Alcuni esponenti di spicco del Partito democratico – come l’ex vice sindaco di Roma, Maria Pia Garavaglia – volevano partecipare, ma poi hanno dovuto fare marcia indietro. Altri, invece, sono andati, insieme a politici del Terzo Polo e del PdL.

C’era anche più di una componente scout, come si vede dalle fotografie… Agesci, già nei guai per le sortite omofobe e discriminatorie di alcuni suoi relatori in convegni in cui si parla di omosessualità, non ha niente da dire a proposito?

La chiesa ha dato il suo placet. Come si legge su Giornalettismo: «non manca il beneplacito delle alte gerarchie vaticane, dal presidente della Cei Angelo Bagnasco al Segretario di Stato Tarcisio Bertone ai cardinali Angelo Scola e Camillo Ruini».

In questa parabola di squallore, di miseria umana, di analfabetismo civico, vorrei far notare che:

1. con la legge 194 gli aborti sono calati sensibilmente, le donne ricorrono alla contraccezione e si è di fatto estinta la pratica degli aborti clandestini, che facevano ben più vittime di quelle agitate dagli organizzatori della sedicente marcia per la vita. Se si togliesse tale legge l’interruzione di gravidanza non sparirebbe, semplicemente ritornerebbe l’aborto clandestino;

2. i politici del Pd, Terzo Polo e PdL hanno marciato insieme ai militanti di Forza Nuova e Militia Christi.
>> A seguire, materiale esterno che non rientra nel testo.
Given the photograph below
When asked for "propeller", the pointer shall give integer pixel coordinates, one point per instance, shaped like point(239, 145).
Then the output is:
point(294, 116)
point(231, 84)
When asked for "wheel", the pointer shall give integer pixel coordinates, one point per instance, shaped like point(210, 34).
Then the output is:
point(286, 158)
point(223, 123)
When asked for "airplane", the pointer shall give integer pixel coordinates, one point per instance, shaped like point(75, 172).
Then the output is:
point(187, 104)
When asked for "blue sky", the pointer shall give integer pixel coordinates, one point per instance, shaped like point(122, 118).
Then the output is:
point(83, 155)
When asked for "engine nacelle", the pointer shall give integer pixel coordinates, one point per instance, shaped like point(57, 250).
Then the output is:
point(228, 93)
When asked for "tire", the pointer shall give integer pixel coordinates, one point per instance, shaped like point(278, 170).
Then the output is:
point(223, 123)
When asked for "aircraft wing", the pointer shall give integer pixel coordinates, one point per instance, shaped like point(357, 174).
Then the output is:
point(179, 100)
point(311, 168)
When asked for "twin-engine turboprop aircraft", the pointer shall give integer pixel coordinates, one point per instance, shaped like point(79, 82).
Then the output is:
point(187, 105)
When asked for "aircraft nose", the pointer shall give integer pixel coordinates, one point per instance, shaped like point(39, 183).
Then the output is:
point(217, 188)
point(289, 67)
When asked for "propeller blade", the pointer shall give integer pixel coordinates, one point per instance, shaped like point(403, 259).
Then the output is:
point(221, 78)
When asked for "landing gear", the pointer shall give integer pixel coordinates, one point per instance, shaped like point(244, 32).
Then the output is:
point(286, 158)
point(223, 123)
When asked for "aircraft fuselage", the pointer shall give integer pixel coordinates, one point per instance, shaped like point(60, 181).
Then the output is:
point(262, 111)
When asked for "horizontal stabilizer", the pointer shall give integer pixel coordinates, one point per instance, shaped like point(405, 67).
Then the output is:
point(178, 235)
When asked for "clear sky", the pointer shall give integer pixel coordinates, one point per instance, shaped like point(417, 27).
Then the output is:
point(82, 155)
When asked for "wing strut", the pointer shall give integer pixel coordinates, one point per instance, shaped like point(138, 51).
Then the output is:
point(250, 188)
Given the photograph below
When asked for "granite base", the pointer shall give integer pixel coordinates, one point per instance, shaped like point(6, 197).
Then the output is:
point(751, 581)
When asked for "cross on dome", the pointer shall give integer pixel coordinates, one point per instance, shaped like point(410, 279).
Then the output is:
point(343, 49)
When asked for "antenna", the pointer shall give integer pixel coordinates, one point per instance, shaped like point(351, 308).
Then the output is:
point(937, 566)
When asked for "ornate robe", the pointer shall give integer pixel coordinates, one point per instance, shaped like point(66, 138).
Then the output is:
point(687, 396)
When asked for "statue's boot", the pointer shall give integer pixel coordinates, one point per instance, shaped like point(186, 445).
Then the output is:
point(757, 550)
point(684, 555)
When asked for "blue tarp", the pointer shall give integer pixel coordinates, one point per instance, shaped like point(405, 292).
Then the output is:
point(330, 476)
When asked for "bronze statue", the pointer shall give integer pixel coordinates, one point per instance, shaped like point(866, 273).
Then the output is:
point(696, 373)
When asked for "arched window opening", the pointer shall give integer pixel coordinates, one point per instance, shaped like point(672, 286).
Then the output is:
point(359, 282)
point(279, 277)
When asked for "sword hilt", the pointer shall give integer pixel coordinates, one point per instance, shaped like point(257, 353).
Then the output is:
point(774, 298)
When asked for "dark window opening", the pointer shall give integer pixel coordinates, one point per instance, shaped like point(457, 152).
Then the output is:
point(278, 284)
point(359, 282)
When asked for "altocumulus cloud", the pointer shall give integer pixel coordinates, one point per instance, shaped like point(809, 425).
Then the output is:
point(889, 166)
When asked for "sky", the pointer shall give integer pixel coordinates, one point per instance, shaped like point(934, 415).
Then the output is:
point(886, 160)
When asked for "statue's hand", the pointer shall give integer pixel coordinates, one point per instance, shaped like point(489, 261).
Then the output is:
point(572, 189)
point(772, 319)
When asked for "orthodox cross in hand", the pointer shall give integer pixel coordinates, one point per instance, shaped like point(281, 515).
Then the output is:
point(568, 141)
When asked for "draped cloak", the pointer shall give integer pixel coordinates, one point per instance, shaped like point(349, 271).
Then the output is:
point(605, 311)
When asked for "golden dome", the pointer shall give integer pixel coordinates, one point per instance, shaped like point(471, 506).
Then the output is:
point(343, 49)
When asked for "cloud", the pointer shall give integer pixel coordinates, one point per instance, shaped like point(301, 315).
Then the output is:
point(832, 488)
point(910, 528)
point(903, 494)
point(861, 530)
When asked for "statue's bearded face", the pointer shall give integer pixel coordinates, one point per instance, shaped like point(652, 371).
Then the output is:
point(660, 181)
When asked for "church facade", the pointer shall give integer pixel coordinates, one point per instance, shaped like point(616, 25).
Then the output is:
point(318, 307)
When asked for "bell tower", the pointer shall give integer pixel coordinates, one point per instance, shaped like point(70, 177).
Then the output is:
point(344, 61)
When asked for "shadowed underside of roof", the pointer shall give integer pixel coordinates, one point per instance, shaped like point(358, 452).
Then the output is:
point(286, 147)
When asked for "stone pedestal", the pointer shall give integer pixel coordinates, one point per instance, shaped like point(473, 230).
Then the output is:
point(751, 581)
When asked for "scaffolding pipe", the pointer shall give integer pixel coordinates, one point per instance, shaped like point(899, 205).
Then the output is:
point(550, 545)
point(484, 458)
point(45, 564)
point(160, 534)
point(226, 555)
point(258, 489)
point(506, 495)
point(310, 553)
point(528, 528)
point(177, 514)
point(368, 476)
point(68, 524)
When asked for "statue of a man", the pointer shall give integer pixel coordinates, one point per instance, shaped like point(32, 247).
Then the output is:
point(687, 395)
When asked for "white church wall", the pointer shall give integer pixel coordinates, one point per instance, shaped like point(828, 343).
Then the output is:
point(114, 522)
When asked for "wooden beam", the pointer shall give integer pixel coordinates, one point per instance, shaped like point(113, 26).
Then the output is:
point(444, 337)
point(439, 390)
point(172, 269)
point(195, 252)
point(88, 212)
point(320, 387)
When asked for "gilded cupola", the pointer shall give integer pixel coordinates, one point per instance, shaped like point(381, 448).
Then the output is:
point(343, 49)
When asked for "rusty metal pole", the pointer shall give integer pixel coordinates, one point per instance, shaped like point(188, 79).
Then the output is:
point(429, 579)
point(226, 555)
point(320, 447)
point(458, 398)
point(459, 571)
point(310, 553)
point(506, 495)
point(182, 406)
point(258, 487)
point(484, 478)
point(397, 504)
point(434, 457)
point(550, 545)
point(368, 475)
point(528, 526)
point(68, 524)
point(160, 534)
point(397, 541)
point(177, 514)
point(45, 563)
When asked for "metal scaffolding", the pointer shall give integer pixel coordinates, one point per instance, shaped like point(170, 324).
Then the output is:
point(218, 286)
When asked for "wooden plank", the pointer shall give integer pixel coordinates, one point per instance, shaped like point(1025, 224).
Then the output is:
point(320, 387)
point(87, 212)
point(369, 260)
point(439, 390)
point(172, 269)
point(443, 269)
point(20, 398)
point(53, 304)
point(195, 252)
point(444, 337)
Adesso, passi per il PdL, che è una derivata terza dell’ex partito mussoliniano, ma Terzo Polo e Pd non erano antifascisti?
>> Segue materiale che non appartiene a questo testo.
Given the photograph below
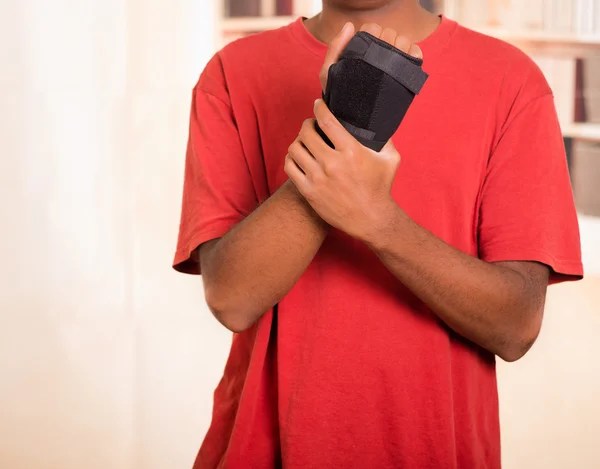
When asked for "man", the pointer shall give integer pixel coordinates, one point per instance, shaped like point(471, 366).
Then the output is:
point(368, 298)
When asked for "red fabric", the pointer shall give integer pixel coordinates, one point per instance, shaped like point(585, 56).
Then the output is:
point(353, 370)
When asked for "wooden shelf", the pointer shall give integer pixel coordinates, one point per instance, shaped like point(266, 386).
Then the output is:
point(542, 38)
point(582, 131)
point(255, 24)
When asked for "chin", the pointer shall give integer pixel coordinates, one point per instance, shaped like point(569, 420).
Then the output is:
point(358, 5)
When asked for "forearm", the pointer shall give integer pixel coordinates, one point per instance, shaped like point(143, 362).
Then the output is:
point(489, 304)
point(252, 267)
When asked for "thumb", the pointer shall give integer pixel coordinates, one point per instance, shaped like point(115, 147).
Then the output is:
point(335, 50)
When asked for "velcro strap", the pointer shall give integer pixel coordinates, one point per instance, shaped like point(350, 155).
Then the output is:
point(357, 131)
point(402, 67)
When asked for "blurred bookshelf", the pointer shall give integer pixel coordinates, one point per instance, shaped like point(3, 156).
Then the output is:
point(563, 37)
point(243, 17)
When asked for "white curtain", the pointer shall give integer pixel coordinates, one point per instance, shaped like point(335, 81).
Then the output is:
point(108, 359)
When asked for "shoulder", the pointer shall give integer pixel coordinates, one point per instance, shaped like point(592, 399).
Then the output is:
point(244, 59)
point(519, 73)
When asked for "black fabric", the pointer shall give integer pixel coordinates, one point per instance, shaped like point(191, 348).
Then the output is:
point(371, 87)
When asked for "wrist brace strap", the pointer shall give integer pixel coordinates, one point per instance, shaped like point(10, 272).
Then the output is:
point(370, 89)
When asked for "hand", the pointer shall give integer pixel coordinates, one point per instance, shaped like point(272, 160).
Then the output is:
point(349, 185)
point(336, 47)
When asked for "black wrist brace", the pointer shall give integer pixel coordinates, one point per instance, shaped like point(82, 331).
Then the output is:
point(370, 89)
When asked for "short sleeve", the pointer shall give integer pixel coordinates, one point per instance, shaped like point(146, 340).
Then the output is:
point(527, 212)
point(218, 191)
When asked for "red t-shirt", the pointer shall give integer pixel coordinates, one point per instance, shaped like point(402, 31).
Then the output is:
point(353, 370)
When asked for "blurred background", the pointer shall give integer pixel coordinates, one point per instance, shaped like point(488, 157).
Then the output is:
point(108, 358)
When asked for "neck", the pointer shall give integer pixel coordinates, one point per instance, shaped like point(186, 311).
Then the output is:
point(404, 16)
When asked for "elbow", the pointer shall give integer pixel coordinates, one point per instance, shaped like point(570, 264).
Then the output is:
point(518, 347)
point(228, 311)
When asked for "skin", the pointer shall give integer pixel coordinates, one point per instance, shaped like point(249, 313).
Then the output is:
point(498, 306)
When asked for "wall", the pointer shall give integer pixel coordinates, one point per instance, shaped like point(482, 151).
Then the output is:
point(108, 359)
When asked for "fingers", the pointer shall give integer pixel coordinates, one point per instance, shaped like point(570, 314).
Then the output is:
point(372, 28)
point(388, 35)
point(415, 51)
point(303, 159)
point(335, 49)
point(331, 126)
point(391, 37)
point(313, 141)
point(294, 173)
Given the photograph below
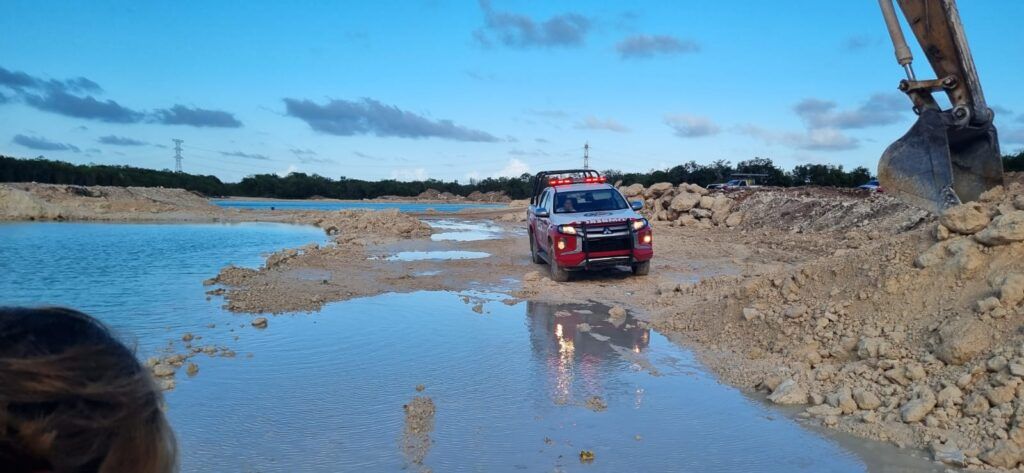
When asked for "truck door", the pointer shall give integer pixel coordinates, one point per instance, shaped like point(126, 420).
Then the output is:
point(541, 225)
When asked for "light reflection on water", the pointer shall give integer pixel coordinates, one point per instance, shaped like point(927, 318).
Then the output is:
point(325, 391)
point(335, 205)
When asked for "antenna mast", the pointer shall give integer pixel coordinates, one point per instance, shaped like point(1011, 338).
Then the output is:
point(177, 154)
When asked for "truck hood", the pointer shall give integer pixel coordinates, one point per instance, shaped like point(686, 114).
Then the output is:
point(594, 217)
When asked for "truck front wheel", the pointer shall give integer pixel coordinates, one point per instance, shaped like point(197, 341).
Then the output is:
point(534, 256)
point(558, 273)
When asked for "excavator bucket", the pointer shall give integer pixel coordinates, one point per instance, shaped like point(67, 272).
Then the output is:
point(937, 164)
3. Alemanno ha detto una menzogna: nessuna donna è costretta ad abortire, semmai o lo sceglie, per motivazioni sue che dovrebbero essere insindacabili. Alemanno, a onor del vero, ribadisce l’importanza della contraccezione, ma credo che non abbia ben capito che quella parola non piace a tutta la pretaglia che ha ispirato questa carnevalata antiabortista. Qualcuno lo riconduca al giusto senso del pudore e della vergogna, per favore!

4. Qualcuno dica agli organizzatori che fino a prova contraria la vita è un fatto biologico e non  una concessione divina. E anche quando lo fosse, se qualsiasi divinità ci ha fatto dono della vita, esiste il cosiddetto libero arbitrio. Sarà poi Dio a giudicarci. Se pensano, gli organizzatori, di sostituirsi loro al giudizio nell’al di là, stanno commettendo peccato gravissimo. Sempre che Dio esista e fino ad ora niente e nessuno può dimostrarlo. Cade l’assunto da cui nasce questa orrida marcia;

5. la chiesa cattolica sa che è un atto criminoso proteggere preti e prelati accusati di orrendi crimini contro l’infanzia, a cominciare dagli stupri, dagli abusi, dalle violenze fisiche e psichiche? I nomi di Bernard Francis Lawe di Andrea Agostini – protetti dal Vaticano nonostante quei crimini – cosa c’entrano con la tutela della vita? Essa va salvaguardata solo fino a quando è in stato embrionale?

A leggere tutto questo, penso di poter affermare che il termine “marcia” possa essere affibbiato esclusivamente alla società che ieri ha sfilato per le strade del centro della capitale. La vita, come diceva Kundera nel titolo di un suo libro, è altrove. Ciò che rimane, invece, è solo un grande senso di squallore.